As of the census of 2000, there were 2,314 people, 873 households, and 607 families residing in the town. The population density was 63.8 PD/sqmi. There were 1,001 housing units at an average density of 27.6 /sqmi. The racial makeup of the town was 97.45% White, 1.04% Black or African American, 0.39% Native American, 0.30% Asian, 0.30% from other races, and 0.52% from two or more races. Hispanic or Latino of any race were 0.82% of the population.

There were 873 households, out of which 36.0% had children under the age of 18 living with them, 51.4% were married couples living together, 12.1% had a female householder with no husband present, and 30.4% were non-families. 25.3% of all households were made up of individuals, and 9.3% had someone living alone who was 65 years of age or older. The average household size was 2.62 and the average family size was 3.10.

In the town, the population was spread out, with 29.8% under the age of 18, 6.6% from 18 to 24, 26.7% from 25 to 44, 23.4% from 45 to 64, and 13.5% who were 65 years of age or older. The median age was 36 years. For every 100 females, there were 103.9 males. For every 100 females age 18 and over, there were 103.1 males.
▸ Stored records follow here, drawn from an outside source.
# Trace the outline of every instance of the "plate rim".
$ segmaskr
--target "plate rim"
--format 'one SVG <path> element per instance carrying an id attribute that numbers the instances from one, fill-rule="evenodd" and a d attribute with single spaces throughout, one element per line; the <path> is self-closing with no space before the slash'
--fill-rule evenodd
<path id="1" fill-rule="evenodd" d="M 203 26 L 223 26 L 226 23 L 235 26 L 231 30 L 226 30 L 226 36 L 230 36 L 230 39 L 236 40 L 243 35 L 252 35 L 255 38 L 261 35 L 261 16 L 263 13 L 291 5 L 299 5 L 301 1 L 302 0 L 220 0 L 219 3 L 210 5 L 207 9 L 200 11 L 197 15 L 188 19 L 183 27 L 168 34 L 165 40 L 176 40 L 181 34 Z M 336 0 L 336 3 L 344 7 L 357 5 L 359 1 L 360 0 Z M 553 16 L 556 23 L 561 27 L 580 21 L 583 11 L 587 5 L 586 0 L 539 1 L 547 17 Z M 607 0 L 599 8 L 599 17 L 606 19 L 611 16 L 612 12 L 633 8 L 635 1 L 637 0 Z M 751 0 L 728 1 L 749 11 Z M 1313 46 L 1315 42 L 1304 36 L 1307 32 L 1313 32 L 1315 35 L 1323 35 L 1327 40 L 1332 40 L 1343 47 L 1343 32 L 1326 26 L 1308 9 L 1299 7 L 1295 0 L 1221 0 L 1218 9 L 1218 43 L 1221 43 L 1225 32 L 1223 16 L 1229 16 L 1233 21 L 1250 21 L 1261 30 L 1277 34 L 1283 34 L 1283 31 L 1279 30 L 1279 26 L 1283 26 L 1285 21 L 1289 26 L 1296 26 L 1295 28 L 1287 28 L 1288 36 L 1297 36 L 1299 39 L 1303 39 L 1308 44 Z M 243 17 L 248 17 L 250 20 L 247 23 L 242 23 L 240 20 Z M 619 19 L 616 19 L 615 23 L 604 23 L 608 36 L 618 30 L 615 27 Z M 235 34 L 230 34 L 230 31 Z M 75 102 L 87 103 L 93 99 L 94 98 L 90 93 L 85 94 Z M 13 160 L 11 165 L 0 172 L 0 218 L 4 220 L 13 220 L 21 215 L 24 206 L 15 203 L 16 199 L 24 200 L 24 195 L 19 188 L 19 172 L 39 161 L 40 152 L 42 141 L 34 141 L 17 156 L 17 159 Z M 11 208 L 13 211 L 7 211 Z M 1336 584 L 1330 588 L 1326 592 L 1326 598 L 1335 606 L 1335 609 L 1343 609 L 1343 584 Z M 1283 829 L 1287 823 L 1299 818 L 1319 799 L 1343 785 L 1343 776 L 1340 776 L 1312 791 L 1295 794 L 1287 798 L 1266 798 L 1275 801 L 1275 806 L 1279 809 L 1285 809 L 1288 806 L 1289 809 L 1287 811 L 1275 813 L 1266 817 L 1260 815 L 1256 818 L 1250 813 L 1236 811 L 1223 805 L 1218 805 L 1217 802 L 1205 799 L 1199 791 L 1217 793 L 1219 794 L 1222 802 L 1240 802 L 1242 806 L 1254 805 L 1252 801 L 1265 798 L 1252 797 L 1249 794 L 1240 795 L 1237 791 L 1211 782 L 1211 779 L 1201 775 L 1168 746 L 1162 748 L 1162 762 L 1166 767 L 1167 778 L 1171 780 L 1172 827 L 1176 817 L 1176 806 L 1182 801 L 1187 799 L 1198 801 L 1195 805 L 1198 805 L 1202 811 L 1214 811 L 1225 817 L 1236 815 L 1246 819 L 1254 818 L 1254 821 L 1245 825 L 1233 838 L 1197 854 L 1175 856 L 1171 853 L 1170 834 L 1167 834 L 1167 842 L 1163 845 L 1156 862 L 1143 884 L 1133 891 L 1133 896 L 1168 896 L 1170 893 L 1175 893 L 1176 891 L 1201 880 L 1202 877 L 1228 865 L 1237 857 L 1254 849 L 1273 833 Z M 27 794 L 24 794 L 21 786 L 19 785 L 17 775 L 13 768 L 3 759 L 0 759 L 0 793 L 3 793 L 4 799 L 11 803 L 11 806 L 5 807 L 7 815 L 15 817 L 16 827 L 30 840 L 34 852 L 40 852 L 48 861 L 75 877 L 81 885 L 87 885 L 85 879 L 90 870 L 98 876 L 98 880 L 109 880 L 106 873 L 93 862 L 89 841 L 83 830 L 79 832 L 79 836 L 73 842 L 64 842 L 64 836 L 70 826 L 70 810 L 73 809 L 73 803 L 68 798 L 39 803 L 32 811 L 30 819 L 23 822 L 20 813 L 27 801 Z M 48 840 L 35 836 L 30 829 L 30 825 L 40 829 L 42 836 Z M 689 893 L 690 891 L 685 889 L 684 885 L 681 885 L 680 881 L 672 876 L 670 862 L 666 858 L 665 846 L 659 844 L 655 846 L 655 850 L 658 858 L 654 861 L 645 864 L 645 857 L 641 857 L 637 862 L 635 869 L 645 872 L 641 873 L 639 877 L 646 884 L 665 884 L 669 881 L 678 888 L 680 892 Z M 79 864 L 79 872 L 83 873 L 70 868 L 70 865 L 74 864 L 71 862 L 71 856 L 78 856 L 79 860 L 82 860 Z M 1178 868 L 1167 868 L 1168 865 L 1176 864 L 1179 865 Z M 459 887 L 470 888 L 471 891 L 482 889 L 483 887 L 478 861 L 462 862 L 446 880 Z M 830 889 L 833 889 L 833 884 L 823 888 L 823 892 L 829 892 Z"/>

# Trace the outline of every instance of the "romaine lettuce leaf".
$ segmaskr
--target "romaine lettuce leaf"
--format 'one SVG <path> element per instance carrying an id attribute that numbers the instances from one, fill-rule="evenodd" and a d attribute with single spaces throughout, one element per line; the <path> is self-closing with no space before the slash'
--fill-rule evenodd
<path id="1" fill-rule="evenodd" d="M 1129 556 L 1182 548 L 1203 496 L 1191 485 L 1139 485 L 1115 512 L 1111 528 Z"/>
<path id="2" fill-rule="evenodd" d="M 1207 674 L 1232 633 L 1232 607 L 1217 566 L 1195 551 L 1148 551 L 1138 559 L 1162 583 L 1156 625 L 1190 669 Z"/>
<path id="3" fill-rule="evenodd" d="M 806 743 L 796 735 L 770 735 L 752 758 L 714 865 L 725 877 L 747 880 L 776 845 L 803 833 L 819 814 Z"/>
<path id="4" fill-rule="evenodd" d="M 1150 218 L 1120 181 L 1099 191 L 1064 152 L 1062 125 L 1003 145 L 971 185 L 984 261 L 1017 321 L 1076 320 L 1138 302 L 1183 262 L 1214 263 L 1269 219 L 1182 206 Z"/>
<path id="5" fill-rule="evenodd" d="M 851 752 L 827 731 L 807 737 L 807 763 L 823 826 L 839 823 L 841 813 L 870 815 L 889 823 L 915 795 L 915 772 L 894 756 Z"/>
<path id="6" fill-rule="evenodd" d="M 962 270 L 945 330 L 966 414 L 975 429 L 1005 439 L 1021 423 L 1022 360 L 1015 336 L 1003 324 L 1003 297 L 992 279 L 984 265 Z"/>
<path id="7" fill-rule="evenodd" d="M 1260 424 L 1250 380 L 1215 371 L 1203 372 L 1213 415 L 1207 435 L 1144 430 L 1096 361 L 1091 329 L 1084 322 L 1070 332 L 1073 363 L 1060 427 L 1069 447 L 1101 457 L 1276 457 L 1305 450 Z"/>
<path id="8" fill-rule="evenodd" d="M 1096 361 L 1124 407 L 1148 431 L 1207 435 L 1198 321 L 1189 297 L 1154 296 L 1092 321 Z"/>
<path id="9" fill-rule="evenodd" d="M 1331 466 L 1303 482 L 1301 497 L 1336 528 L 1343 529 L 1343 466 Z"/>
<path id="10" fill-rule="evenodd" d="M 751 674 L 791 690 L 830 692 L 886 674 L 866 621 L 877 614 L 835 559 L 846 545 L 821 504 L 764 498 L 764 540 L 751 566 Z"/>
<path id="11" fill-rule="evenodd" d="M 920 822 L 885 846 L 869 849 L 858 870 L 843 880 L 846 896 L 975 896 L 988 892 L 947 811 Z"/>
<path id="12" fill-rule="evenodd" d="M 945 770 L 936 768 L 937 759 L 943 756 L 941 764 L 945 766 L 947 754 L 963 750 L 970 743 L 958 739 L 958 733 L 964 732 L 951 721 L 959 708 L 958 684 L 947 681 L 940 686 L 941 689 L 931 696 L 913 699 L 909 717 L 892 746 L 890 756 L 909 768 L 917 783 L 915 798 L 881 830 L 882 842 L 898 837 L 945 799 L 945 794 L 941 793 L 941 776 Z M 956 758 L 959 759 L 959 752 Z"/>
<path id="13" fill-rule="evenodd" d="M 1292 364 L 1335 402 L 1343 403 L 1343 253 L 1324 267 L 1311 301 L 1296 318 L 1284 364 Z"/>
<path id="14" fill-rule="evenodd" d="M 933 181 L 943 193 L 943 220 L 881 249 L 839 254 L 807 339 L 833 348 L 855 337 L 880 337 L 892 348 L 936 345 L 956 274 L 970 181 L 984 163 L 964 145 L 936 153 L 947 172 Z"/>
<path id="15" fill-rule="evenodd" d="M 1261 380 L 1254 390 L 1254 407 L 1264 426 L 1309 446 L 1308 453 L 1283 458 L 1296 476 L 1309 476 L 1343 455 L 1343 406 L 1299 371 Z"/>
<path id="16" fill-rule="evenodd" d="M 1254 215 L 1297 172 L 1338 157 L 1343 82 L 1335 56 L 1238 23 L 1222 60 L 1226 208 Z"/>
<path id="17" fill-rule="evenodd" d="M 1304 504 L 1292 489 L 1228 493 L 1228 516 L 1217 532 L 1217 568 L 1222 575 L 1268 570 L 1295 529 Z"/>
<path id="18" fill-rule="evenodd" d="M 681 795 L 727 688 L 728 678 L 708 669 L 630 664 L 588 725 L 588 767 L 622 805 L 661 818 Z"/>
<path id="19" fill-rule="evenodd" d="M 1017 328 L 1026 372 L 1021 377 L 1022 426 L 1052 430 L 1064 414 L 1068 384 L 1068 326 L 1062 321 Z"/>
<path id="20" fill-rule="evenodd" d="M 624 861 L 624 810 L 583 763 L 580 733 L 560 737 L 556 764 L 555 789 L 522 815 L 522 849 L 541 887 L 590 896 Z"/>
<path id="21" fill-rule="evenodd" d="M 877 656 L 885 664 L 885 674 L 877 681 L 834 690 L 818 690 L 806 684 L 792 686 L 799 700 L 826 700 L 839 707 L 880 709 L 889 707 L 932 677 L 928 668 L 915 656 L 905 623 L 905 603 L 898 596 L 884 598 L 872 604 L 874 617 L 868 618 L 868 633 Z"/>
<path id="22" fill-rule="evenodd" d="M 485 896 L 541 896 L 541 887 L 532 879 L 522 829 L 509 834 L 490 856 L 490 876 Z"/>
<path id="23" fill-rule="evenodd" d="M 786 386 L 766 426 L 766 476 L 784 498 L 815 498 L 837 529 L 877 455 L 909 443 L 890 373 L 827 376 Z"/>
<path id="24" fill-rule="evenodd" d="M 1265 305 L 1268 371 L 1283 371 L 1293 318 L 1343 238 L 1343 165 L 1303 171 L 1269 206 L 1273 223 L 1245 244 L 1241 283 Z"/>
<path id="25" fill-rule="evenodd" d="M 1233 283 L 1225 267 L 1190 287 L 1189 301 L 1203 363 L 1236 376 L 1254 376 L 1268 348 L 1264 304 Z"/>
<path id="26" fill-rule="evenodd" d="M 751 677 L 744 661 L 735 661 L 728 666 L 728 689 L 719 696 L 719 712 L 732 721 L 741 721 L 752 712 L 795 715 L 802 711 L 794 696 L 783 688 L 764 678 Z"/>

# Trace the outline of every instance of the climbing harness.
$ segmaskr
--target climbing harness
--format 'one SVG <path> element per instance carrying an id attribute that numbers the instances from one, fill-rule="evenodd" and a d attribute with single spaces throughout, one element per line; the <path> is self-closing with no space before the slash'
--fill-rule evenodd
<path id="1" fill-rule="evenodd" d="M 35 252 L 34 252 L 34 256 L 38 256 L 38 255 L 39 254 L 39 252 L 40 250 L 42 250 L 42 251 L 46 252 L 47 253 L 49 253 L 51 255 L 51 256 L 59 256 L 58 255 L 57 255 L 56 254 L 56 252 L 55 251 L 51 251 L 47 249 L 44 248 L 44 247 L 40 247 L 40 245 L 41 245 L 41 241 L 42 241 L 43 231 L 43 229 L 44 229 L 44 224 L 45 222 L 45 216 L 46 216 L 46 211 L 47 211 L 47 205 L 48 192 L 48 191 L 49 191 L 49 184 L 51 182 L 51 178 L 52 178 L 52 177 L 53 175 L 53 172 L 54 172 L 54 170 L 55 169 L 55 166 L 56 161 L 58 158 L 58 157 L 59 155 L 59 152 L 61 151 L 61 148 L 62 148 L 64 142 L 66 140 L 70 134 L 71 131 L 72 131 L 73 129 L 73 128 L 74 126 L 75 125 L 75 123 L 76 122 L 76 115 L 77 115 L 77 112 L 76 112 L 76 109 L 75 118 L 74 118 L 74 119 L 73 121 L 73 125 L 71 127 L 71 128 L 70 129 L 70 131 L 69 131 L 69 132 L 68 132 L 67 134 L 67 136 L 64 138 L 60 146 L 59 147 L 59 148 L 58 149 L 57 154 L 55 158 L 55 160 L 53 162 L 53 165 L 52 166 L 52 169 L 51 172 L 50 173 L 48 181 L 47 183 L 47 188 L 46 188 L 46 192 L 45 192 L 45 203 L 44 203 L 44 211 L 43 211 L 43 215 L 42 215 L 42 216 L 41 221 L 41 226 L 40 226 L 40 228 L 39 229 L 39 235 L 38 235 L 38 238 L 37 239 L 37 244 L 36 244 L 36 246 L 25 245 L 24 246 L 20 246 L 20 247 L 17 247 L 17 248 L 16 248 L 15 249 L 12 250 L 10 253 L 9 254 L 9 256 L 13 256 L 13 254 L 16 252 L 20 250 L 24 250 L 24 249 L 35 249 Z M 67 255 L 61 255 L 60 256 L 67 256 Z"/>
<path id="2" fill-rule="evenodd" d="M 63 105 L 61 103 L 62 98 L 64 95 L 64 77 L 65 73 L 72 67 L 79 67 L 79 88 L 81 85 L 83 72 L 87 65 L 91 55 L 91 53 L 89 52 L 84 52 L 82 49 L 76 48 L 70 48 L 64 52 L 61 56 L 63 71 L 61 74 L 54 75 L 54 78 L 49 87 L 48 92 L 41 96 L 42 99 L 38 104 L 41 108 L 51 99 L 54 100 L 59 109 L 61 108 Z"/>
The median income for a household in the town was $31,333, and the median income for a family was $33,566. Males had a median income of $27,194 versus $25,500 for females. The per capita income for the town was $14,343. About 9.2% of families and 13.6% of the population were below the poverty line, including 20.2% of those under age 18 and 6.5% of those age 65 or over.

Historical population
| Census | Pop. | Note | %± |
| 1850 | 1,574 |  | — |
| 1860 | 1,835 |  | 16.6% |
| 1870 | 1,740 |  | −5.2% |
| 1880 | 1,843 |  | 5.9% |
| 1890 | 2,242 |  | 21.6% |
| 1900 | 2,125 |  | −5.2% |
| 1910 | 2,140 |  | 0.7% |
| 1920 | 1,888 |  | −11.8% |
| 1930 | 1,788 |  | −5.3% |
| 1940 | 1,789 |  | 0.1% |
| 1950 | 1,755 |  | −1.9% |
| 1960 | 2,041 |  | 16.3% |
| 1970 | 2,059 |  | 0.9% |
| 1980 | 2,225 |  | 8.1% |
| 1990 | 2,269 |  | 2.0% |
| 2000 | 2,314 |  | 2.0% |
| 2010 | 2,264 |  | −2.2% |
| 2020 | 1,996 |  | −11.8% |
| 2021 (est.) | 1,972 | Decrease | −1.2% |
U.S. Decennial Census

==Communities and locations in the Town of Avoca==
- Avoca - The Village of Avoca is in the southeast part of the town on NY Route 415.
- Bloomerville - A hamlet northwest of Avoca village on NY Route 415.
- Castle Creek - A stream flowing past Bloomerville to the Cohocton River.
- Greenville - A hamlet in the west part of the town on County Road 6.
- Twelve Mile Creek - A stream flowing into the Cohocton River at Wallace.
- Wallace - A hamlet northwest of Avoca village on NY Route 415.